The dreaded last day of the seminar came. Professor Stone walked in, smiling as always. “Are old people too close to death to be able to talk about it freely?” he began. “A social worker told me to avoid the subject when speaking to the aged. But your attitude toward death is an important aspect of our inquiry, so I deferred the question until we had the broadest possible orientation.”
As usual, Charlotte Hicks, the youngest, was the first to speak. “I could die tomorrow. It wouldn’t matter. Nobody needs me; nobody would care.” She was suddenly on her feet. “I just can’t stand the sight of old people! Why don’t they just finish us off quickly, instead of prolonging our uselessness!”
The professor’s pencil point broke with a loud snap. It was out at last! An odd, reckless excitement possessed the room. At last, after all those months of talking, somebody had said what we all felt. (Were we jealous of Charlotte’s comparative youth? Were we glad to discover that she was in the same boat with the rest of us? Perhaps—but there was more to it than that.) Charlotte snapped off her glasses and tapped them lightly against her hand. “From childhood on I was taught to save—to save for a rainy day, to save for the future. Well, now I’ve got my pension—but what’s the use of living without being able to work?”
Kathleen Monahan had the final say. “I can’t quite imagine myself under the sod, not yet. There’s an old saying: the young may die, the old must die—but not me.” Why are we wasting time talking about death, I wondered. How are we going to live until we die?
Professor Stone fumbled with his papers, his face gray and tired as if all the old women in the room had inflicted their impotence on him. There was, regrettably, no time to answer these questions, he said. The fact that we could still ask them, though, was encouraging. He glanced at his watch, took a deep breath, and offered us his concluding remarks. We had started something that, developed and expanded, might lead to great changes in ways of dealing with the problem of old age. Our discussions and case histories were only the first of a series, and these already comprised over a thousand pages of data. When these were analyzed and collated, a report would be drawn up that would no doubt be of great benefit to future students of gerontology. This was only the beginning. He thanked us for the insights he had gained from our seminar and expressed the hope that it had been “a profitable year for us all.” One by one we bade the professor goodbye, and filed out.
Unwilling, or afraid, to disperse, we made our way as a group to the school cafeteria. We sat around a table, mute as mourners, sipping tea. “We talked our heads off—for what?” asked Kathleen Monahan.
“For a thousand pages of research,” I replied.
“He had a job to do and he did it,” said Alice, calmly.

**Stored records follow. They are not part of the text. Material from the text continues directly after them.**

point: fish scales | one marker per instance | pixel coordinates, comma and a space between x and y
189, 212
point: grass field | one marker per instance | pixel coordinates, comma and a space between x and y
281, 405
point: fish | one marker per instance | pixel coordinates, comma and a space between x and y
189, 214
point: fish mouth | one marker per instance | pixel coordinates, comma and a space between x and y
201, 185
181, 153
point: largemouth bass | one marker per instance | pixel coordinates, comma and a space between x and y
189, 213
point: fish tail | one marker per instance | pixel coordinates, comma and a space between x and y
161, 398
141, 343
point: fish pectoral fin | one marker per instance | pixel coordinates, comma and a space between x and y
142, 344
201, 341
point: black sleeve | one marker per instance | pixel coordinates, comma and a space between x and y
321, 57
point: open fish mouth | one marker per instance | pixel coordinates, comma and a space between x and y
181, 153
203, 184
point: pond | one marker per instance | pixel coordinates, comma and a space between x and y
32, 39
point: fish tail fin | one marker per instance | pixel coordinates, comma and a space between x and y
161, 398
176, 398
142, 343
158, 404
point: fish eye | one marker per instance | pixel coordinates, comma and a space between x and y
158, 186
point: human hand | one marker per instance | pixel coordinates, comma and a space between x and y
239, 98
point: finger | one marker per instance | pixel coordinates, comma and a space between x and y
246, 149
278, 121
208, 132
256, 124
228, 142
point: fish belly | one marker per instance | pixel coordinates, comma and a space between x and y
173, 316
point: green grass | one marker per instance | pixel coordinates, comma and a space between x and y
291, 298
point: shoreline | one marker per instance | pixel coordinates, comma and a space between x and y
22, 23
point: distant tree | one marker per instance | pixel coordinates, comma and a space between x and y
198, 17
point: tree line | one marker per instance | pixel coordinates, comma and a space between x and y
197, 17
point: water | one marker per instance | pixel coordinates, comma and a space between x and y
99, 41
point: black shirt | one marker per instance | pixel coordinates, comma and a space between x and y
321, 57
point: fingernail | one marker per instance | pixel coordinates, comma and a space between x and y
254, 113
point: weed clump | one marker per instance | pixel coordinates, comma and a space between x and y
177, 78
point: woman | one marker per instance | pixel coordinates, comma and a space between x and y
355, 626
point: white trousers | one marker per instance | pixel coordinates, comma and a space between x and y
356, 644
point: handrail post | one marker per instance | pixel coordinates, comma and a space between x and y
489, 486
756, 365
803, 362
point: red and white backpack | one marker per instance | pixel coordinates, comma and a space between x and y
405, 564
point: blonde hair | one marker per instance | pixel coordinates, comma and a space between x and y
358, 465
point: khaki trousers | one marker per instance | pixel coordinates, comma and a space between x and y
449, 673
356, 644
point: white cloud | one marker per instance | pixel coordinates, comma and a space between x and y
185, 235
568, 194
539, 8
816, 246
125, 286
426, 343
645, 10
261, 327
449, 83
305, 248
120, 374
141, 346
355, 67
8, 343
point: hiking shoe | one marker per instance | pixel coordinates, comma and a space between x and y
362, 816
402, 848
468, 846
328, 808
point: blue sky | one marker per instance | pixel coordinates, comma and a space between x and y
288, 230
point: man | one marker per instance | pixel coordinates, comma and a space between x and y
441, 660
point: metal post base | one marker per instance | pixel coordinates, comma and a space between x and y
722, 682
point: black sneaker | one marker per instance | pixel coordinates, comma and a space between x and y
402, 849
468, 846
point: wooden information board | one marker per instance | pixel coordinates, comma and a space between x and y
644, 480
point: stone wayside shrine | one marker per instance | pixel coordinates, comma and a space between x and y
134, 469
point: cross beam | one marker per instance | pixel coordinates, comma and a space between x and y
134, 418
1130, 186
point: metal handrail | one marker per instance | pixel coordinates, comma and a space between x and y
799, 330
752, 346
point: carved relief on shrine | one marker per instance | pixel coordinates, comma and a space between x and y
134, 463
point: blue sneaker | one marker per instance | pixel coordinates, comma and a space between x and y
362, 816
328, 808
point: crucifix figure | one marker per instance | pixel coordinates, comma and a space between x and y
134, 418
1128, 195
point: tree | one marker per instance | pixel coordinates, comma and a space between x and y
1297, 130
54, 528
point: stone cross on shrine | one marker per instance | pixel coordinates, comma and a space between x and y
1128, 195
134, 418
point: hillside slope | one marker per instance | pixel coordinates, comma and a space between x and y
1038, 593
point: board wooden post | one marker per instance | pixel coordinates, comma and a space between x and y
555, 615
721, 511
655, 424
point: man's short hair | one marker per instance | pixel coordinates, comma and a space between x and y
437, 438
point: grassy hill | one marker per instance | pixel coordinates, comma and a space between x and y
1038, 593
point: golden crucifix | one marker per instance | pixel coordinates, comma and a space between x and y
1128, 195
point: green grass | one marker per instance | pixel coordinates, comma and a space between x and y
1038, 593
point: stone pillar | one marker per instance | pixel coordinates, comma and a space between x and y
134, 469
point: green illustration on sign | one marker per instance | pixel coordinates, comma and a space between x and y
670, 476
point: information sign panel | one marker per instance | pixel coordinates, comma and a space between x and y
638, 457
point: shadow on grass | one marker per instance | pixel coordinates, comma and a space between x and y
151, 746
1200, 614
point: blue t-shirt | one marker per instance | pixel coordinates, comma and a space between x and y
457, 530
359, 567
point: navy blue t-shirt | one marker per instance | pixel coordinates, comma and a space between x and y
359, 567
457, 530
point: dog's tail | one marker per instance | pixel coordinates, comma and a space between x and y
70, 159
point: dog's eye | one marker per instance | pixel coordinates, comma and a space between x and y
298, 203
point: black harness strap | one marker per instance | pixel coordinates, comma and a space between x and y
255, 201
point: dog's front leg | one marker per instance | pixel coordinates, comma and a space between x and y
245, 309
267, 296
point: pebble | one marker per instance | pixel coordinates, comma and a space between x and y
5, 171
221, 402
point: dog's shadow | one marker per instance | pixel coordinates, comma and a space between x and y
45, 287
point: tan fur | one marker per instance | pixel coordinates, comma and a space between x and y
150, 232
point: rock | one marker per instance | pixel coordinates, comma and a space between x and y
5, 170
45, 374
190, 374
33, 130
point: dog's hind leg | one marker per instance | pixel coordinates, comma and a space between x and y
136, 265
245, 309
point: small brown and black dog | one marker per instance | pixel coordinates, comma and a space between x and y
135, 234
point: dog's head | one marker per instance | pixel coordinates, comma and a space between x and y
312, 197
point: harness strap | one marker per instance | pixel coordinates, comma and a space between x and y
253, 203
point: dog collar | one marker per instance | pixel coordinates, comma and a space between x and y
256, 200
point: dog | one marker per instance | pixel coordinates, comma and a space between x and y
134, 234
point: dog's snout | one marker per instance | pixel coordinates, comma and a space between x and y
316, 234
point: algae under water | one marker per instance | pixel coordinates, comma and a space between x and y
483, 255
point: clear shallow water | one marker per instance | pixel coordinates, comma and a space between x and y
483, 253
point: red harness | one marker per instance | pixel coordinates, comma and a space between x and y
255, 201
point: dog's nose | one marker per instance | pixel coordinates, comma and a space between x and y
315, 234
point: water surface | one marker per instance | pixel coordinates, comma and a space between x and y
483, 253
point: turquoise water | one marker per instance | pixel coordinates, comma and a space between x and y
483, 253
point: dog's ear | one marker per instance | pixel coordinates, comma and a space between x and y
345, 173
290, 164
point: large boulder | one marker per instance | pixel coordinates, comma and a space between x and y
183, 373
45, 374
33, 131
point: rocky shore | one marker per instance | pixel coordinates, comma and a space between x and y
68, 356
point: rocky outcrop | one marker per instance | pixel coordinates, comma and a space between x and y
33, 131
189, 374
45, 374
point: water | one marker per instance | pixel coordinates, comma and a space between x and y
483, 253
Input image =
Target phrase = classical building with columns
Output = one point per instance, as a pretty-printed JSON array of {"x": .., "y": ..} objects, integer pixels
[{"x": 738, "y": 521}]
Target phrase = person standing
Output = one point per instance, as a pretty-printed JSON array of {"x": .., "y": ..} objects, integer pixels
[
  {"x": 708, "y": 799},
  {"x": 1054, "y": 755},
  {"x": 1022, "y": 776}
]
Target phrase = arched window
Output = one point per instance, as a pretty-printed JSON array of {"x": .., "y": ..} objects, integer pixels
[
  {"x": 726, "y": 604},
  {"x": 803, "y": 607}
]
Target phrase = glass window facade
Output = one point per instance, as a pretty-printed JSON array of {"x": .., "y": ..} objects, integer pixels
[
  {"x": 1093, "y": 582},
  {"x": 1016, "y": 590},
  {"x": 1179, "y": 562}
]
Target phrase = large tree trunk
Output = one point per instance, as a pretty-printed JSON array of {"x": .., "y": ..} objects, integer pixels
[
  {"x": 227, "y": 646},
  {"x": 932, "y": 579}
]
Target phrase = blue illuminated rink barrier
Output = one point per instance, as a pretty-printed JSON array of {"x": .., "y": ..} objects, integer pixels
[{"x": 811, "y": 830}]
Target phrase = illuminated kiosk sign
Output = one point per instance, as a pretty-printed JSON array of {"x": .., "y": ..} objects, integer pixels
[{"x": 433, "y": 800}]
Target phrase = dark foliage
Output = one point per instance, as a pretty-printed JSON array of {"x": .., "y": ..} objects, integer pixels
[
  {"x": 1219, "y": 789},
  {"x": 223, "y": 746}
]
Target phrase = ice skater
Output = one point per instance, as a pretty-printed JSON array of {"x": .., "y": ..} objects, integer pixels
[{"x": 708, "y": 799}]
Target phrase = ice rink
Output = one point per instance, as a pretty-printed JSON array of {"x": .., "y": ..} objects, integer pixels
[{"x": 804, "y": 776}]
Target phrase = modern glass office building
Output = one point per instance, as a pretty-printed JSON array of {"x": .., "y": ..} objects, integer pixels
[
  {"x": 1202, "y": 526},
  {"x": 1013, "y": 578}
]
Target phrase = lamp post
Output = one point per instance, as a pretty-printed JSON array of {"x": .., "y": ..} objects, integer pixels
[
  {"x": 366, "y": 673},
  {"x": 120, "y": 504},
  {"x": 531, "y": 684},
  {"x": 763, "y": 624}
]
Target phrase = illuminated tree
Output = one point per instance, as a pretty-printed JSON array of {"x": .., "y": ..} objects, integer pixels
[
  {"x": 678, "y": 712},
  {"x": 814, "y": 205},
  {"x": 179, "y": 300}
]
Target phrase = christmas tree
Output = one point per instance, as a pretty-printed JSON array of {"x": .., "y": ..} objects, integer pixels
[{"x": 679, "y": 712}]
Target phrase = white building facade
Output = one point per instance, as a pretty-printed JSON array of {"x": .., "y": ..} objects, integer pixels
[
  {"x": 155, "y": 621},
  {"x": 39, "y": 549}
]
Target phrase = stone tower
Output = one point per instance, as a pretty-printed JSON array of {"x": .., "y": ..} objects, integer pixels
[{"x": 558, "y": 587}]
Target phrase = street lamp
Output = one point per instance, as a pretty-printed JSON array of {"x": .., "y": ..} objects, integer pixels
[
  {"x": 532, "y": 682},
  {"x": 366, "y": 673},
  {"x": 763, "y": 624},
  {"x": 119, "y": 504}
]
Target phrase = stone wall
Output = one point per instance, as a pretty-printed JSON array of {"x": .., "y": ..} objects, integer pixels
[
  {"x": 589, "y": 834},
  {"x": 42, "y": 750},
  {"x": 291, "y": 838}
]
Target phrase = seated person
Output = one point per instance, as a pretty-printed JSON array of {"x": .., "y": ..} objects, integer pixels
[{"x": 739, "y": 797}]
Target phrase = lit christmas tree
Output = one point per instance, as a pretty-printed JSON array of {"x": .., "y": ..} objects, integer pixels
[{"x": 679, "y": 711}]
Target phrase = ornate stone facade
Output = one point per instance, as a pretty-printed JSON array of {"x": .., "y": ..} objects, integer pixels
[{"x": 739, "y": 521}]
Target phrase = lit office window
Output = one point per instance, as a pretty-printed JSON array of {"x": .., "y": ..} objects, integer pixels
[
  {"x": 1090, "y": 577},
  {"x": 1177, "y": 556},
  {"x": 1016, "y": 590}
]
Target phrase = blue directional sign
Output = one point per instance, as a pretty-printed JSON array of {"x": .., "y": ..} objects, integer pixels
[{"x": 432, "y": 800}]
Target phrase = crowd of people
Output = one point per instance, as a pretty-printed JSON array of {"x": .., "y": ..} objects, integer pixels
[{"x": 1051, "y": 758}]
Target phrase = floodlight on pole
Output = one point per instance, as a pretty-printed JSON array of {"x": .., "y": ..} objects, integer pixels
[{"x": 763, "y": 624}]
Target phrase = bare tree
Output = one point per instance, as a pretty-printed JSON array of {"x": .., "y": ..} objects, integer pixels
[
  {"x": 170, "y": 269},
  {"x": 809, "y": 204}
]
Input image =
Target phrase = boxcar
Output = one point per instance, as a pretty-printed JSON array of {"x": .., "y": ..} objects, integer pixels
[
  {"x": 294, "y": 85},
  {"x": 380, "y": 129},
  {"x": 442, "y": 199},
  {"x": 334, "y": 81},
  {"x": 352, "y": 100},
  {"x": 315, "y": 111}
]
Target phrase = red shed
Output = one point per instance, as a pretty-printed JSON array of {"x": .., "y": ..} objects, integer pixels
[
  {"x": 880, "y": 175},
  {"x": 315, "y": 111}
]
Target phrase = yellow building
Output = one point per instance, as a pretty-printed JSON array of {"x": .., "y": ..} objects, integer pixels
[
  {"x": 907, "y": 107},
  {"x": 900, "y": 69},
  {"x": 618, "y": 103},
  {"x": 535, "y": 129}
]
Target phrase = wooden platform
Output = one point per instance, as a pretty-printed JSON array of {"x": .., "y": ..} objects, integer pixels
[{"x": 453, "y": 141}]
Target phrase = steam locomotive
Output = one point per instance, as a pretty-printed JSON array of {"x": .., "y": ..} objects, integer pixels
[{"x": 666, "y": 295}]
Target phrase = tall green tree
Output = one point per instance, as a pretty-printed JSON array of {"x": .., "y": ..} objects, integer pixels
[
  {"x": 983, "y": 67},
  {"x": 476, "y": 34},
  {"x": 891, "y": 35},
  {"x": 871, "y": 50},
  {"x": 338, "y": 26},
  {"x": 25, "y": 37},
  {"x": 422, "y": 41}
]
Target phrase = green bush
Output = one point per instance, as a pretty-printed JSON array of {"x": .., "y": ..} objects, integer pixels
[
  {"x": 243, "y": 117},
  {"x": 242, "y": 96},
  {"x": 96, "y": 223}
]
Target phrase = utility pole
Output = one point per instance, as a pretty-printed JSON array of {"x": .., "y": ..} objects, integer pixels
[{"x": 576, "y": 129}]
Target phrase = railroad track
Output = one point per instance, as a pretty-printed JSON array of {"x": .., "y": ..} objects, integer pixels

“So our seminar was only a job to him?”
“We were only statistics to him,” said Charlotte Hicks. “Dots on a graph.” Methodically she began tearing the pages from her notebook, watching them flutter to the ground.
“His heart,” said Minerva Neilson, “is wired to a tape recorder.”
Kathleen Monahan stood up and took hold of her shopping bag. “What dopes we were. A whole year wasted, only to find out the professor don’t know nothing.”
“What did you want him to do?” Alice asked. “Be God? Make us young again?”
“Where do we go from here?” I asked.